私はここです。どうしても読みたい本があったら三省堂・神保町本店へ行けば間違いない。人によっては「紀伊國屋書店・新宿本店」だったり「ジュンク堂書店・池袋本店」だったり、もしくは近所の町の本屋さんだったりするのでしょう。こういうお店にはずっと続いて欲しいですよね。

昔勤めていた書店がなくなる際、お客さんに「これからどこで本を買えばいいの?」と訊かれて胸が苦しくなりました。今回は建て替えなので(2025~26年に新たな本店がオープンする予定とのこと)状況が異なるとはいえ、ここの常連さんも同じ気持ちかもしれません。少なくとも「書泉や東京堂が近くにあるし」とは思わないはず。

もちろん、どちらも素晴らしい書店です。お世話になっています。けどやっぱり三省堂・神保町本店とは比べられない。何かが決定的に違うのです。その存在感を角界でたとえるなら横綱双葉山、プロレスならジャイアント馬場さんでしょうか。
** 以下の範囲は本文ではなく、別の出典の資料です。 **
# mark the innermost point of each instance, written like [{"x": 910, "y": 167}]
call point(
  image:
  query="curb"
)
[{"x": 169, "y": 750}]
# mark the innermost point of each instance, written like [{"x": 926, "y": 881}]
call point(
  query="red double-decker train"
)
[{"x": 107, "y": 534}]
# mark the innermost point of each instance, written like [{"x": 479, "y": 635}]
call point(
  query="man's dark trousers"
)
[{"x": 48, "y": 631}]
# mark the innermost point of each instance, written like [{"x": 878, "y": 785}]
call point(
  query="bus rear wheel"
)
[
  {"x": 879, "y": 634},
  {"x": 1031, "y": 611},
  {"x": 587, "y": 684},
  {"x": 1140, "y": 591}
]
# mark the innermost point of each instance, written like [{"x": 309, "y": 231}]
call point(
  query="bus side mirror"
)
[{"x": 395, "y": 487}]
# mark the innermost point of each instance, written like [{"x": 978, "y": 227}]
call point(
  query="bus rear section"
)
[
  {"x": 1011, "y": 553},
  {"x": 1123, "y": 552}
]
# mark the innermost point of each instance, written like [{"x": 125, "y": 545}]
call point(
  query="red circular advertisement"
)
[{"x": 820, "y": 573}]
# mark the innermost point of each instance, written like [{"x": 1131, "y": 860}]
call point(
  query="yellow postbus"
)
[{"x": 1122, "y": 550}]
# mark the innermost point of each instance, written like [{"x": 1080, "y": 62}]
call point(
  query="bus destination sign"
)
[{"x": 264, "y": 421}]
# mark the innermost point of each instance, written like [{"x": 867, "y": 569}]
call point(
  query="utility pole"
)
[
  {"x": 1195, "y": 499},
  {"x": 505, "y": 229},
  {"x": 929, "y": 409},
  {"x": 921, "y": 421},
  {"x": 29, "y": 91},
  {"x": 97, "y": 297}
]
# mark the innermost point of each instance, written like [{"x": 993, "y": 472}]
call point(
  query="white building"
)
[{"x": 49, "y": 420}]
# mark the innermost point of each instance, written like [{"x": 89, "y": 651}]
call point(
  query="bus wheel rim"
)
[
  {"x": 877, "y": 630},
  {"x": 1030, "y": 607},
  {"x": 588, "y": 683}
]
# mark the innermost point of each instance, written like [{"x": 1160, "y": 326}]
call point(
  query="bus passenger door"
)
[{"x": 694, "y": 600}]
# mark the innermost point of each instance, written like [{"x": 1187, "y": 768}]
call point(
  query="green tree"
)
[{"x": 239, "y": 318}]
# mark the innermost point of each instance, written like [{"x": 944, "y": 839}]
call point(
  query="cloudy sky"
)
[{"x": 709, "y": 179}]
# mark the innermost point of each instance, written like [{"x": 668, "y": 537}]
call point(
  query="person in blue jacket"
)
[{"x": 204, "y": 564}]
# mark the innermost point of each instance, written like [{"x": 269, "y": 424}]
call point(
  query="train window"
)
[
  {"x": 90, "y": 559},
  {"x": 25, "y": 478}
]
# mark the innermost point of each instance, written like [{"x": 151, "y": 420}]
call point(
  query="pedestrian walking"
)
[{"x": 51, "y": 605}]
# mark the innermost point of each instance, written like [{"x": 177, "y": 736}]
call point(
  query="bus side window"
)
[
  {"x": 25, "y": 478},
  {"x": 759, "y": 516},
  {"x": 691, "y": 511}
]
きっと従業員には「総本山」で働くことに対する責任感やプレッシャーが日々あったでしょうね。選書やフェア、補充注文に対する意識も私なんかとは全然違うはず。この本を切らすことは許されない、あの本は絶対に置きたい、なおかつ数字も残さないといけないみたいな。

もし可能でしたら、同じ書店員としてその辺の「秘めた矜持」を伺いたいです。スタッフの皆さま、営業終了まで頑張ってください。応援しています。